I do not find that the contract as expressed permits for the non-payment of any bonus based on a absent term in the contract (companywide performance).
I find the non-payment of a bonus to the complainant to be an unlawful deduction.
The remedy allowable under the Act of 1991 provides in section 6 that
“(2) Where a rights commissioner decides, as respects a complaint under this section in relation to a deduction made by an employer from the wages of an employee or the receipt from an employee by an employer of a payment, that the complaint is well-founded in regard to the whole or a part of the deduction or payment, the commissioner shall order the employer to pay to the employee compensation of such amount (if any) as he thinks reasonable in the circumstances not exceeding—
(a) the net amount of the wages (after the making of any lawful deduction therefrom) that—
(i) in case the complaint related to a deduction, would have been paid to the employee in respect of the week immediately preceding the date of the deduction if the deduction had not been made, or
(ii) in case the complaint related to a payment, were paid to the employee in respect of the week immediately preceding the date of payment,
Other decisions cited have dealt with a claim for an agreed or quantifiable sum.
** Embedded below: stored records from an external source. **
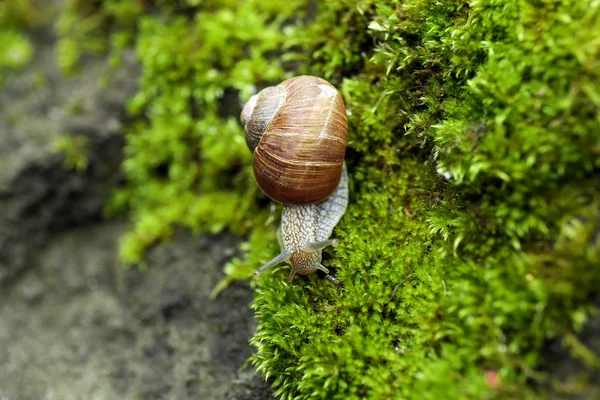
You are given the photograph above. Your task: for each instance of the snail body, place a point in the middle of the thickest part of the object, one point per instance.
(298, 133)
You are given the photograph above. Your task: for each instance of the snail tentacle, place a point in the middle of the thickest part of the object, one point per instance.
(322, 268)
(279, 259)
(316, 246)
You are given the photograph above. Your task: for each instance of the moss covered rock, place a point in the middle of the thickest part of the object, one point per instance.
(471, 239)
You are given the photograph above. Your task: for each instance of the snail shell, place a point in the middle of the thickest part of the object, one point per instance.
(298, 132)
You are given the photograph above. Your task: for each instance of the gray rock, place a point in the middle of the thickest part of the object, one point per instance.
(80, 325)
(37, 193)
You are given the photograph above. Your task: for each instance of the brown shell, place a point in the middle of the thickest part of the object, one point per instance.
(300, 155)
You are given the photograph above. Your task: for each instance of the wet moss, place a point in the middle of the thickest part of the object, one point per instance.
(471, 238)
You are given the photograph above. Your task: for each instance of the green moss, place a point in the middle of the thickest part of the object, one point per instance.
(471, 238)
(15, 48)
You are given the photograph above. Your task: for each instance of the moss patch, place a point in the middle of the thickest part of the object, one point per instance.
(472, 233)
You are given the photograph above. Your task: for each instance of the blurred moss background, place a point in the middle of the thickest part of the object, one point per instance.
(472, 236)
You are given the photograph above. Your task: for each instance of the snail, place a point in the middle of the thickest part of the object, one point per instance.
(298, 133)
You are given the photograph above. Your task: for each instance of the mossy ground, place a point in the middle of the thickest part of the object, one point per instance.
(471, 238)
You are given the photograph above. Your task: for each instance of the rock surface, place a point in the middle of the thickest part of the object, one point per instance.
(79, 325)
(74, 323)
(38, 196)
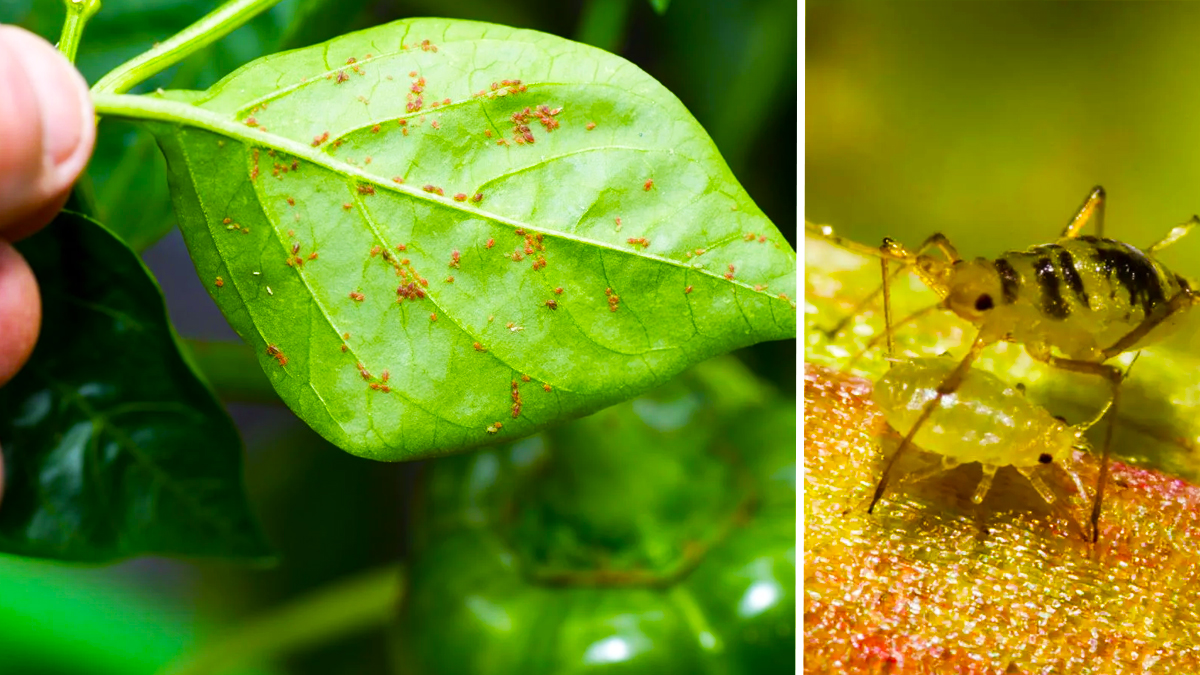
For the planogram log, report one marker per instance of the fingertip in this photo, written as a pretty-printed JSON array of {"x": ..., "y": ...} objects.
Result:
[
  {"x": 47, "y": 123},
  {"x": 21, "y": 311}
]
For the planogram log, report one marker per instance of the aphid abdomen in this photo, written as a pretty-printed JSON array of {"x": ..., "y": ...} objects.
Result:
[
  {"x": 1081, "y": 294},
  {"x": 984, "y": 420}
]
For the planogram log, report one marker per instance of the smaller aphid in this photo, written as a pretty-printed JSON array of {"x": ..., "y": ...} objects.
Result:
[{"x": 985, "y": 420}]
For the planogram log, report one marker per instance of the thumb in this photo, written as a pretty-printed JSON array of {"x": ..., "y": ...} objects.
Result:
[{"x": 47, "y": 131}]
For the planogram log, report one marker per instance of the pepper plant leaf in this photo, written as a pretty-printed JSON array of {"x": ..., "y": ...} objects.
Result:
[
  {"x": 112, "y": 444},
  {"x": 439, "y": 234}
]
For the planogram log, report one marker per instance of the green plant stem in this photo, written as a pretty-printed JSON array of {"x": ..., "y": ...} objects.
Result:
[
  {"x": 78, "y": 13},
  {"x": 150, "y": 108},
  {"x": 360, "y": 603},
  {"x": 232, "y": 370},
  {"x": 213, "y": 27}
]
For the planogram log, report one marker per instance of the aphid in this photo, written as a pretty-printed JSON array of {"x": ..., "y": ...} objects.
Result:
[
  {"x": 1087, "y": 298},
  {"x": 985, "y": 422}
]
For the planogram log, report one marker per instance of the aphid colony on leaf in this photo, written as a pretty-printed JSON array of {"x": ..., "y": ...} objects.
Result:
[{"x": 1073, "y": 304}]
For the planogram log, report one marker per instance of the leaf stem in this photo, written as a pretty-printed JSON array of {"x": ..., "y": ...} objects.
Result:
[
  {"x": 213, "y": 27},
  {"x": 78, "y": 13},
  {"x": 363, "y": 602},
  {"x": 151, "y": 108}
]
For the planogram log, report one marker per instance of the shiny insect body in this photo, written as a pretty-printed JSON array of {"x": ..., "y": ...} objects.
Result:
[
  {"x": 984, "y": 420},
  {"x": 1073, "y": 304}
]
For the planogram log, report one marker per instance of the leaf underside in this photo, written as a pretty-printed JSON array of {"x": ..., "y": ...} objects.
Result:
[
  {"x": 439, "y": 234},
  {"x": 112, "y": 444}
]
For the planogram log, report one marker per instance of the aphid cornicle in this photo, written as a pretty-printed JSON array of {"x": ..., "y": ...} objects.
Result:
[
  {"x": 984, "y": 420},
  {"x": 1073, "y": 304}
]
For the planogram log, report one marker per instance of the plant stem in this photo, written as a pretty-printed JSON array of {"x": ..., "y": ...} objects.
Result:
[
  {"x": 78, "y": 13},
  {"x": 233, "y": 371},
  {"x": 363, "y": 602},
  {"x": 215, "y": 25},
  {"x": 153, "y": 108}
]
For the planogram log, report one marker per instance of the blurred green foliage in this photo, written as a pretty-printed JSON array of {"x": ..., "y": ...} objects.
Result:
[
  {"x": 990, "y": 121},
  {"x": 330, "y": 515}
]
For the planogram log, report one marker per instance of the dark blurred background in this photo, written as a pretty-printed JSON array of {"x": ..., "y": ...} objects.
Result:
[
  {"x": 330, "y": 514},
  {"x": 990, "y": 121}
]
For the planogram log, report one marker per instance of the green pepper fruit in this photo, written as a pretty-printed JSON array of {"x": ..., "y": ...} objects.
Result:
[{"x": 657, "y": 536}]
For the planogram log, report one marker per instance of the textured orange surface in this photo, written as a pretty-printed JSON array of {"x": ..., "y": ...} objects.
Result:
[{"x": 931, "y": 583}]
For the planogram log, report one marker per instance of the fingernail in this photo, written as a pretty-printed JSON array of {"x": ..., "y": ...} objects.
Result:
[{"x": 61, "y": 93}]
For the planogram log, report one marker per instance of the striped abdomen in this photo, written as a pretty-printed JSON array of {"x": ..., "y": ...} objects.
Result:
[{"x": 1078, "y": 294}]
In this case I accept that the contract allows for discretion on the amount. The complainant has met her objectives.
In 2011 the respondent states that the company objectives were not met yet they paid the sum of 2% as an incentive to staff.
I decide that the respondent should pay the complainant a bonus of 2% of her salary which equals €750.
Section 41 of the Workplace Relations Act 2015 requires that I make a decision in relation to the complaint(s)/dispute(s) in accordance with the relevant redress provisions under Schedule 6 of that Act.
I find the complaint of an unlawful deduction contrary to the Act of 1991 to be well founded. I decide that the respondent should pay the sum of €750 which represents 2% of her gross salary to the complainant subject to all lawful deductions.
Dated: 18 October 2018
Workplace Relations Commission Adjudication Officer: Maire Mulcahy
Non- payment of bonus. Contractual obligations.